President Donald Trump’s Department of Justice has accused the Biden administration of “zealously” probing traditional Christians—including by tracking the priest of a self-described “Clerical Fascist” caught hoarding firebombs.
A 200-page report from the DOJ-led Task Force to Eradicate Anti-Christian Bias was released Thursday. It devotes considerable space to a January 2023 FBI memo from the bureau’s Richmond, Virginia, field office that flagged “radical-traditionalist” Catholics as a domestic extremism concern, the New York Post reported.
The task force, set up by Trump’s February 2025 executive order, says officials under President Joe Biden, 83, demanded Christians choose between living their faith and breaking federal law.
The Trump-era report buries the inconvenient context for the FBI’s actions, however—the case of Xavier Louis Lopez, then 25, a self-styled “radical traditional Catholic Clerical Fascist.”
Lopez was found by agents with eight Molotov cocktails laced with a napalm-like additive, ammunition, and parts for a 3D-printed handgun, in his Henrico County, Virginia, bedroom, the Department of Justice announced in February 2025, when he was sentenced to eight years and one month in jail.
On his wall hung a giant Nazi flag, with a crucifix and rosary fixed neatly above the swastika.
Federal agents had been tracking Lopez since 2019 over neo-Nazi posts urging followers to shoot police and attack Black Americans and Jews.
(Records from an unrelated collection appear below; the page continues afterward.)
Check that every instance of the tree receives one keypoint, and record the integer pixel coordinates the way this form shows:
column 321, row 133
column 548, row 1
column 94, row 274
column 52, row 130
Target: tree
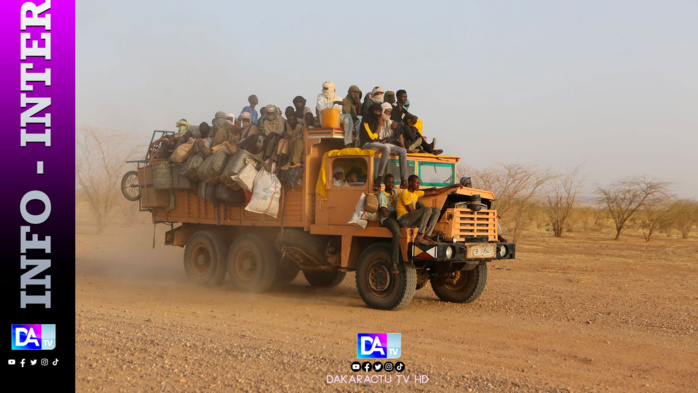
column 624, row 197
column 99, row 165
column 656, row 215
column 560, row 198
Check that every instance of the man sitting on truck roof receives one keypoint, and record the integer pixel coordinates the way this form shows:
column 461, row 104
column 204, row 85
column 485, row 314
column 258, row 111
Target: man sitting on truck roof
column 413, row 137
column 375, row 97
column 291, row 147
column 329, row 100
column 274, row 126
column 409, row 214
column 299, row 105
column 253, row 100
column 249, row 134
column 387, row 204
column 370, row 140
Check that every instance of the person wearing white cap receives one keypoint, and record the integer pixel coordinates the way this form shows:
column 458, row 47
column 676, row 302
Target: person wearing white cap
column 329, row 100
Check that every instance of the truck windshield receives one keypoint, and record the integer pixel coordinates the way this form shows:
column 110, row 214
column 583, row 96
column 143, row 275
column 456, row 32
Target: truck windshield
column 437, row 174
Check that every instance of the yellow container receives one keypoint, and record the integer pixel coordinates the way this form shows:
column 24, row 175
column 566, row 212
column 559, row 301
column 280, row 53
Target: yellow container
column 331, row 118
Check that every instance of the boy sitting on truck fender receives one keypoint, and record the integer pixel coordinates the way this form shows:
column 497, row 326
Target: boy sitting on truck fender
column 409, row 215
column 387, row 204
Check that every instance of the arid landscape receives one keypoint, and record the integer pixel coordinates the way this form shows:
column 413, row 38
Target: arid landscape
column 578, row 313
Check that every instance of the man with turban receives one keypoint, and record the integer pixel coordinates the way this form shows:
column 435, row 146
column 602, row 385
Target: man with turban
column 299, row 105
column 370, row 134
column 253, row 100
column 389, row 97
column 329, row 100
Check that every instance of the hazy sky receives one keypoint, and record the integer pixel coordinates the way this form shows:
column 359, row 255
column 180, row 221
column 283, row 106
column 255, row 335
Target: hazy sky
column 612, row 85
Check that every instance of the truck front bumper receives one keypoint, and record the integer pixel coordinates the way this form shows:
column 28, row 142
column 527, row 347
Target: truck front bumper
column 462, row 252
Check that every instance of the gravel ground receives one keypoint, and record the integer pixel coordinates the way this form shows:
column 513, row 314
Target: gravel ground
column 577, row 314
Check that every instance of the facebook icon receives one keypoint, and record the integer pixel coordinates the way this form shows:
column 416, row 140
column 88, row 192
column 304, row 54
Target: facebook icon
column 378, row 345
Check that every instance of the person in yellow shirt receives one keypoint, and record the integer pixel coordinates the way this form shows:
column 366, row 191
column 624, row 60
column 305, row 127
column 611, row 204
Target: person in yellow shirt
column 424, row 218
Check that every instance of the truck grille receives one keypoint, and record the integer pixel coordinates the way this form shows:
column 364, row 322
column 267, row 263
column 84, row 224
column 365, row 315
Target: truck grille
column 470, row 223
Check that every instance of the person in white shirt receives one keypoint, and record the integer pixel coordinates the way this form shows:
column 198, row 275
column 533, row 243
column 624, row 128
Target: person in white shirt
column 328, row 100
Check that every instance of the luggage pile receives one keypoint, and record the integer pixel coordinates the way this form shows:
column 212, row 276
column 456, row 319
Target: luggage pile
column 222, row 178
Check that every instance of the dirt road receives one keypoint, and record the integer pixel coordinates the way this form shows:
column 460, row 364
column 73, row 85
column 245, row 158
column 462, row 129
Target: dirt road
column 577, row 314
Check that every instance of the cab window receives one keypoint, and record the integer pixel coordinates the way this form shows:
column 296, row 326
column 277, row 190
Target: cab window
column 348, row 173
column 437, row 174
column 393, row 168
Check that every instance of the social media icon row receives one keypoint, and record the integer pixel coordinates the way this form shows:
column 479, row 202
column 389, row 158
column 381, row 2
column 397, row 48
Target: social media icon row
column 378, row 366
column 33, row 337
column 32, row 362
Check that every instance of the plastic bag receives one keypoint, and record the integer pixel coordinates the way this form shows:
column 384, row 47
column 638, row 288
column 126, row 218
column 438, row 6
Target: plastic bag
column 266, row 192
column 359, row 212
column 246, row 178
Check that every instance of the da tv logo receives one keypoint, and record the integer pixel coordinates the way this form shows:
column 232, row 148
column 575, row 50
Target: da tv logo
column 33, row 337
column 378, row 345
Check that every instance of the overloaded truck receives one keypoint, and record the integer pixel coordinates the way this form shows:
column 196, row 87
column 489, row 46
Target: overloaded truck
column 308, row 228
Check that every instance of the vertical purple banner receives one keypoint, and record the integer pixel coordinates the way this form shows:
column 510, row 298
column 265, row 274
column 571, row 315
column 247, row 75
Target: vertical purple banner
column 37, row 97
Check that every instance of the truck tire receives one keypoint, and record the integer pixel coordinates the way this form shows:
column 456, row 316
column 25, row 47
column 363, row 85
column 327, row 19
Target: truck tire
column 251, row 264
column 130, row 187
column 324, row 279
column 377, row 286
column 286, row 272
column 465, row 287
column 204, row 258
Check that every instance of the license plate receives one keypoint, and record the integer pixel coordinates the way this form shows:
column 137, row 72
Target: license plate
column 481, row 251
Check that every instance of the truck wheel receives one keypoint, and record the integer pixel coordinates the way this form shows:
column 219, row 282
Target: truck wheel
column 377, row 286
column 462, row 286
column 324, row 279
column 251, row 265
column 130, row 187
column 422, row 278
column 204, row 258
column 286, row 272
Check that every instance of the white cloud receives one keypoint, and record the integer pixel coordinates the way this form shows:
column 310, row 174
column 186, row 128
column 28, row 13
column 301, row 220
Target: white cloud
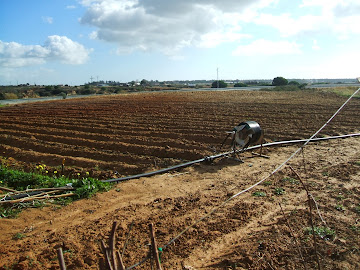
column 47, row 19
column 338, row 18
column 167, row 26
column 61, row 48
column 267, row 47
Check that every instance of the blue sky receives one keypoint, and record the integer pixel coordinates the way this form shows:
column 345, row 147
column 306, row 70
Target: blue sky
column 69, row 41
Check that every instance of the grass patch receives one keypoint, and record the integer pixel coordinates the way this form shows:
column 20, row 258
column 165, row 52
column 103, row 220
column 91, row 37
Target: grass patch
column 291, row 180
column 18, row 180
column 279, row 191
column 339, row 207
column 323, row 232
column 19, row 236
column 345, row 91
column 259, row 194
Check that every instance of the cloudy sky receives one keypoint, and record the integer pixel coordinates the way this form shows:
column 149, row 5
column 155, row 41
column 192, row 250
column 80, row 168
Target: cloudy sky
column 70, row 41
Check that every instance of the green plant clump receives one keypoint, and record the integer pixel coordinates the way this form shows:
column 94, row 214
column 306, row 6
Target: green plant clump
column 279, row 191
column 259, row 194
column 323, row 232
column 84, row 188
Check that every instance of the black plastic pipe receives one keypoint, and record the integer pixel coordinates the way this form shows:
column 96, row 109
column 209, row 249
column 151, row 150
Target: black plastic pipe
column 210, row 158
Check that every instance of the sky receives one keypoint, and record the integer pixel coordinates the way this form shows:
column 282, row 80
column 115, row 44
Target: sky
column 49, row 42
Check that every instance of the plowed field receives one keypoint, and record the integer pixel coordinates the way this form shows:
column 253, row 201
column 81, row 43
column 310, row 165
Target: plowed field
column 129, row 134
column 265, row 228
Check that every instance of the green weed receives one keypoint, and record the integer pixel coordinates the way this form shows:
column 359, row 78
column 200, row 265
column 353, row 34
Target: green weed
column 267, row 183
column 279, row 191
column 291, row 180
column 339, row 207
column 18, row 236
column 323, row 232
column 84, row 187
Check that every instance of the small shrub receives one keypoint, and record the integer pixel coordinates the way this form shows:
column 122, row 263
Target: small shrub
column 339, row 207
column 259, row 194
column 279, row 191
column 323, row 232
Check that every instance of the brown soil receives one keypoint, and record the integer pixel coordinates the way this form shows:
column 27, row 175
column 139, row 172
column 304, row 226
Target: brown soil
column 128, row 134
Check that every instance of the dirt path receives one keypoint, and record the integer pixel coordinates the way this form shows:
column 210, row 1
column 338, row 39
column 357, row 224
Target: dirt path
column 235, row 235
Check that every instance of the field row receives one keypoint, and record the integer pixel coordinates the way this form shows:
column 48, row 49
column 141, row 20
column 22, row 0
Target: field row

He also boasted he could do better than Anders Breivik—the far-right killer who murdered 77 people in Norway in 2011, Commonweal Magazine reported.
After Lopez began attending Our Lady of Fatima Catholic Society of Saint Pius X (SSPX) Chapel, agents placed an informant inside the parish to find out whether he was trying to recruit fellow worshippers for a violent attack.

It is this investigation—plus the resulting and now-recalled Richmond memo—that has the Trump administration so incensed.
Then-FBI Director Christopher Wray, 59, and then-Attorney General Merrick Garland, 73, both publicly apologized for the memo at the time and confirmed it had been pulled from FBI systems. But the task force has surfaced an internal email that suggests senior FBI staff felt very differently in private.
Stanley Meador, who at the time ran the FBI’s Richmond field office, wrote to the memo’s author, in correspondence dated July 8, 2023, “No apology needed.” He went on to predict the affair would one day make a colorful chapter in the analyst’s memoirs.
Acting Attorney General Todd Blanche, 51—who took the DOJ helm this month after Trump fired Pam Bondi reportedly over her handling of the Jeffrey Epstein files—chairs the task force and said in a statement reported by the Post: “No American should live in fear that the federal government will punish them” for their religious beliefs.
A 2024 review by the Justice Department’s own inspector general previously found the underlying FBI investigation to be entirely lawful, with no evidence of “malicious intent” by agents.
Blanche has, separately, just authorized a federal prosecution of the Southern Poverty Law Center—the same civil rights group cited in the FBI Richmond memo as a source.
The Daily Beast has contactd the DOJ, White House and FBI for comment.